Public Accounts of India
This is constituted under Article 266(2) of the Constitution.The President of India of India is the custodian of the Public Accounts. It means that unlike the Consolidated Fund of India, from which the government can withdraw money only after the permission of the Parliament, in the case of the Public Accounts, the Government of India needs no prior permission of the Parliament to withdraw the money from the Public Accounts of India.
The key is with the President of India.
Source of Fund
All other public money (other than those which are credited to the Consolidated Fund of India) received by or on behalf of the Government of India shall be credited to the Public Account of India.
- It consist of-
- Bank savings account of the various ministries/departments
- National small savings fund, defence fund
- National Investment Fund (money earned from disinvestment)

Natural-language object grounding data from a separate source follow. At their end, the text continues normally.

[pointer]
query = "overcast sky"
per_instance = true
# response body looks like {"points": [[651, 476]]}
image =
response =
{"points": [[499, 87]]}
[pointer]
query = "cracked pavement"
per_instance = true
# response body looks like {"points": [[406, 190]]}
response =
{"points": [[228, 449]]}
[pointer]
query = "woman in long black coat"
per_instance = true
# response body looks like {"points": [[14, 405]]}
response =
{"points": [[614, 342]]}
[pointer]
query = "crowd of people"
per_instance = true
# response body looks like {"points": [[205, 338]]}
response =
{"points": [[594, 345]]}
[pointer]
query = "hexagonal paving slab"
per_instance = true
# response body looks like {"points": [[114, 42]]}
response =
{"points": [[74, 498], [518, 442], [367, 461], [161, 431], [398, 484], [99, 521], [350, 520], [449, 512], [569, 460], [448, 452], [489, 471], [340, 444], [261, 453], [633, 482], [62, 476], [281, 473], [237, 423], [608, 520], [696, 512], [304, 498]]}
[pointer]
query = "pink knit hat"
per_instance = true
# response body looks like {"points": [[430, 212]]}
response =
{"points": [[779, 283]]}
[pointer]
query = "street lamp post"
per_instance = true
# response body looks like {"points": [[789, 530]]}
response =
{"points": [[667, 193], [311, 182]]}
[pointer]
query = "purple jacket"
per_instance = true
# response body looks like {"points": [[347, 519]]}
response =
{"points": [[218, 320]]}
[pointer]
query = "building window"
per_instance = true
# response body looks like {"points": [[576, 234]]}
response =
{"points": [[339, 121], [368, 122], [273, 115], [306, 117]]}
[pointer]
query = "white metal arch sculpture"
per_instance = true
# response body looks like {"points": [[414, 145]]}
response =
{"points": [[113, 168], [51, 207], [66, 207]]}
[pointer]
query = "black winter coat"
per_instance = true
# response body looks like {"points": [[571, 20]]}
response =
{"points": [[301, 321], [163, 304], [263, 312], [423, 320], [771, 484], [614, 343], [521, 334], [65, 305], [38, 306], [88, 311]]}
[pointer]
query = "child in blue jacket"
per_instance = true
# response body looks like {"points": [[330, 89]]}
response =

- National Calamity & Contingency Fund (NCCF) (for Disaster Management)
- Provident fund, Postal insurance, etc.
- The government does not need permission to take advances from this account. Each state can have its own similar accounts. The audit of all the expenditure from the Public Account of India is taken up by the CAG i.e. Comptroller and Auditor General of India.
Department of Economic Affairs
- The Department of Economic Affairs under the Ministry of Finance is the nodal agency of the government to formulate and monitor a country's economic policies and programmes having a bearing on domestic and international aspects of economic management.
- A principal responsibility of this Department is the preparation and presentation of the Union Budget (including Railway Budget) to the Parliament and the Budget for the state governments under President’s Rule and union territory administrations.
- Other functions include: formulation and monitoring of macroeconomic policies, including issues relating to fiscal policy and public finance; inflation, public debt management and the functioning of capital market including stock exchanges; production of bank notes and coins of various denominations, postal stationery, postal stamps; and cadre management, career planning and training of the Indian Economic Service.